018-04-18T10:40:09.809Z	DEBUG	[logstash]	logstash/async.go:142	1024 events out of 1024 events sent to logstash host 172.31.1.52:5044. Continue sending
2018-04-18T10:40:09.809Z	DEBUG	[logstash]	logstash/async.go:99	close connection
2018-04-18T10:40:09.809Z	DEBUG	[logstash]	logstash/async.go:99	close connection
2018-04-18T10:40:09.809Z	ERROR	logstash/async.go:235	Failed to publish events caused by: write tcp 172.31.11.2:49364->172.31.1.52:5044: use of closed network connection
2018-04-18T10:40:10.809Z	ERROR	pipeline/output.go:92	Failed to publish events: write tcp 172.31.11.2:49364->172.31.1.52:5044: use of closed network connection
2018-04-18T10:40:10.809Z	DEBUG	[logstash]	logstash/async.go:94	connect
2018-04-18T10:40:10.819Z	DEBUG	[logstash]	logstash/async.go:142	1024 events out of 1024 events sent to logstash host 172.31.1.52:5044. Continue sending
2018-04-18T10:40:18.719Z	DEBUG	[prospector]	prospector/prospector.go:124	Run prospector
2018-04-18T10:40:18.719Z	DEBUG	[prospector]	log/prospector.go:147	Start next scan
2018-04-18T10:40:18.719Z	DEBUG	[prospector]	log/prospector.go:361	Check file for harvesting: /dcos/volume1/carbook-test-nginx/logs/access.log
2018-04-18T10:40:18.719Z	DEBUG	[prospector]	log/prospector.go:447	Update existing file for harvesting: /dcos/volume1/carbook-test-nginx/logs/access.log, offset: 593470
2018-04-18T10:40:18.719Z	DEBUG	[prospector]	log/prospector.go:499	Harvester for file is still running: /dcos/volume1/carbook-test-nginx/logs/access.log
2018-04-18T10:40:18.719Z	DEBUG	[prospector]	log/prospector.go:361	Check file for harvesting: /dcos/volume1/carbook-test-nginx/logs/error.log
2018-04-18T10:40:18.719Z	DEBUG	[prospector]	log/prospector.go:447	Update existing file for harvesting: /dcos/volume1/carbook-test-nginx/logs/error.log, offset: 752242
2018-04-18T10:40:18.719Z	DEBUG	[prospector]	log/prospector.go:499	Harvester for file is still running: /dcos/volume1/carbook-test-nginx/logs/error.log
2018-04-18T10:40:18.719Z	DEBUG	[prospector]	log/prospector.go:168	Prospector states cleaned up. Before: 2, After: 2

harshbajaj16 · April 19, 2018, 8:14am

Hi,

Have you restarted both services i.e. Logstash and filebeat or only logstash?

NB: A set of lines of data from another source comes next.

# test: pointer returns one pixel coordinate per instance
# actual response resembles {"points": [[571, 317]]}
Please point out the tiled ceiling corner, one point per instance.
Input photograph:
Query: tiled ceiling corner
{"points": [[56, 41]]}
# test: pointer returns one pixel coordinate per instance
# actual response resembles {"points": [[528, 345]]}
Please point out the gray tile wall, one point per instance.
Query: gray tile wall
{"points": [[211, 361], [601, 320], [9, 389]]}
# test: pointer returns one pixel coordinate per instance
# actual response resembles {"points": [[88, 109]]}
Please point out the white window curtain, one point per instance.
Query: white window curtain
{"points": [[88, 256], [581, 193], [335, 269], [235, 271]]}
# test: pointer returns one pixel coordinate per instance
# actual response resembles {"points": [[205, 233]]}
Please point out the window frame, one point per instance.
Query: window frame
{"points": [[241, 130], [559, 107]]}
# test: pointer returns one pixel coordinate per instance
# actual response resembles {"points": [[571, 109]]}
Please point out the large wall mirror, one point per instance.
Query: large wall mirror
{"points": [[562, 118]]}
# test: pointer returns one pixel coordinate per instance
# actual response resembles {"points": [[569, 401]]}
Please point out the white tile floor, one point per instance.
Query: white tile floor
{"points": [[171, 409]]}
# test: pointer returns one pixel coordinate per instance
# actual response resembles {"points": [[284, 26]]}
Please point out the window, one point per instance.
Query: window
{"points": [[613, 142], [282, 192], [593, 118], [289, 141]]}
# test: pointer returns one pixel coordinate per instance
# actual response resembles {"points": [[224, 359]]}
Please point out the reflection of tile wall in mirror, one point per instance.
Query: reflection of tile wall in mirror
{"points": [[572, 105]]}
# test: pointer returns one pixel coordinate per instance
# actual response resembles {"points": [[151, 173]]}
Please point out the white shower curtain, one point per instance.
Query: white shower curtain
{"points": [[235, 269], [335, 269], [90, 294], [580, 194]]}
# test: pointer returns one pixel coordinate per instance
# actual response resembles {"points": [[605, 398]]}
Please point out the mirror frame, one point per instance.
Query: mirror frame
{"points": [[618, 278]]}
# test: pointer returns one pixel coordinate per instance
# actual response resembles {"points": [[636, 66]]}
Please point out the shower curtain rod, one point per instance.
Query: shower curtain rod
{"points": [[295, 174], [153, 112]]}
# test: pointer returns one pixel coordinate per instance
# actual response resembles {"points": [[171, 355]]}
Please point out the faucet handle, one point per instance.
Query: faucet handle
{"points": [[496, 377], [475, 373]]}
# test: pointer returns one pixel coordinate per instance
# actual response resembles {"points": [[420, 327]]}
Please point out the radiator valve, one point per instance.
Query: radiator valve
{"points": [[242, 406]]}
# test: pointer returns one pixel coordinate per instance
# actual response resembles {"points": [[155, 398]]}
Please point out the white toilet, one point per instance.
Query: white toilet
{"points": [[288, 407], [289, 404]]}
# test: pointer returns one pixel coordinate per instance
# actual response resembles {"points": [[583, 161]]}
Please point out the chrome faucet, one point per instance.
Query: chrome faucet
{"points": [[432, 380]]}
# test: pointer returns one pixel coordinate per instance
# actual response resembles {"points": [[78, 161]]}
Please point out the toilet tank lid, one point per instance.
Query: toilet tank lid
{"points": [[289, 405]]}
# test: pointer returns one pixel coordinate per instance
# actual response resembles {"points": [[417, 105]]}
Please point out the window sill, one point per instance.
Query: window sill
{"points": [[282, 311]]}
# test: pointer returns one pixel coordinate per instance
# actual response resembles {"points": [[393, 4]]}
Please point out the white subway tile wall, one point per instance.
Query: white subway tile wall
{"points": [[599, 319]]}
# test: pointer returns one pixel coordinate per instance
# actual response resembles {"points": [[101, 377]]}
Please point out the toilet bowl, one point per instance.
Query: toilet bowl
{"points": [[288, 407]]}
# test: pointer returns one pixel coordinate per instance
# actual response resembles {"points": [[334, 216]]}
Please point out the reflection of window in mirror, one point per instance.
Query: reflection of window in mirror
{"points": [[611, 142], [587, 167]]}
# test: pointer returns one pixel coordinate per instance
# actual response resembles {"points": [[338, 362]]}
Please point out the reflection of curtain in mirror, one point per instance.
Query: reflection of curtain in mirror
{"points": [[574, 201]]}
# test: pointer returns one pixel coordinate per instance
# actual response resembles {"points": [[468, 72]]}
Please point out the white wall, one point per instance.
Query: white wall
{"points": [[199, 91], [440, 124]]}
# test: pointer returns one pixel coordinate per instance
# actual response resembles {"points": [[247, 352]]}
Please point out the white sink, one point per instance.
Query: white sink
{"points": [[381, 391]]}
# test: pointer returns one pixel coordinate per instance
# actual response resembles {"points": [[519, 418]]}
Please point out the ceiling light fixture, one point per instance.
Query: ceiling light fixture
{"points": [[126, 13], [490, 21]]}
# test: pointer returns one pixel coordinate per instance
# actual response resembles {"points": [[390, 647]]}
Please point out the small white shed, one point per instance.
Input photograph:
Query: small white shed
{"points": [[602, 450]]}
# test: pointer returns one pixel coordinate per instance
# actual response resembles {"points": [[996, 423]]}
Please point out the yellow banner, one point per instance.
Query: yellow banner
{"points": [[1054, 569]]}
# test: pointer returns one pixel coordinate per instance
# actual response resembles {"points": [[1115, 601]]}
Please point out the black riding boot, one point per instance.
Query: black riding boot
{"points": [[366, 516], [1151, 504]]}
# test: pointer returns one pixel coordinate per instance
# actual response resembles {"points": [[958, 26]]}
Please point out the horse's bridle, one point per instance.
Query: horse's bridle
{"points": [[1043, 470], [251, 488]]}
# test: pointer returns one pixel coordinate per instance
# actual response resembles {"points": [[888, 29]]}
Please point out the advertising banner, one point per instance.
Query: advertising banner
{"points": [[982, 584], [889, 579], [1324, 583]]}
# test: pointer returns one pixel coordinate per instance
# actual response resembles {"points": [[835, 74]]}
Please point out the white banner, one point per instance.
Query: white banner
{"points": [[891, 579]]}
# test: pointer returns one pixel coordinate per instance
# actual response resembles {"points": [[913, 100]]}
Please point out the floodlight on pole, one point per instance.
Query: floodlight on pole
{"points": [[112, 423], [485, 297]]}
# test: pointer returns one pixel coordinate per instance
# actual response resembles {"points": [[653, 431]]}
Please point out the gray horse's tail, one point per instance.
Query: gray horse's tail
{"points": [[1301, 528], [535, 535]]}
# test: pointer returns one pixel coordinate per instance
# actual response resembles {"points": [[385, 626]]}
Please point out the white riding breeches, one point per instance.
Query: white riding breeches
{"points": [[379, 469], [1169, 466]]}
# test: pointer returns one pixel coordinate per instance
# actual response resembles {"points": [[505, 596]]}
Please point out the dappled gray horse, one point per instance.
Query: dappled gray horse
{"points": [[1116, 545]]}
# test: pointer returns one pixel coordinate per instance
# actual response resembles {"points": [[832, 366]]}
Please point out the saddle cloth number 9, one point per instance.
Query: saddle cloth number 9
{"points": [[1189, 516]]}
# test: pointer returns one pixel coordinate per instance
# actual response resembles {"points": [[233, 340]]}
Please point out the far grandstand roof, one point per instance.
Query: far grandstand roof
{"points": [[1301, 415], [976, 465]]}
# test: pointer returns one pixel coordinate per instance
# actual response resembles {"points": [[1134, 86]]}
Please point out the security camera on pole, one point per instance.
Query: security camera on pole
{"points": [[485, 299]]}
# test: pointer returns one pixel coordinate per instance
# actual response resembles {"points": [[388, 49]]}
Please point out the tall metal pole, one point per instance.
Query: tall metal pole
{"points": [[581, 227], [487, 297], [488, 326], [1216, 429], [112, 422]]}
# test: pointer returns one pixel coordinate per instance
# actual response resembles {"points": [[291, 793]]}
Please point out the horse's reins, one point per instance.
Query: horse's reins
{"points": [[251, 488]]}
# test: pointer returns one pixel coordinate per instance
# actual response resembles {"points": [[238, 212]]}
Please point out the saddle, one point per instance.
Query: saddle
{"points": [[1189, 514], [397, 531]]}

sauravsuman689 · April 20, 2018, 2:12am

Hi Harsh,

Issue got resolved after deep troubleshooting. Actually I am running my logstash and elastic cluster as docker in overlay network,Also the nginx node where the filebeat is running and the logstash are in different vlans. Still I didn't find where the packet is getting dropped. But after running my logstash container in bridge mode, it started working.

Thanks a lot for the help.

system · May 18, 2018, 4:13am

This topic was automatically closed 28 days after the last reply. New replies are no longer allowed.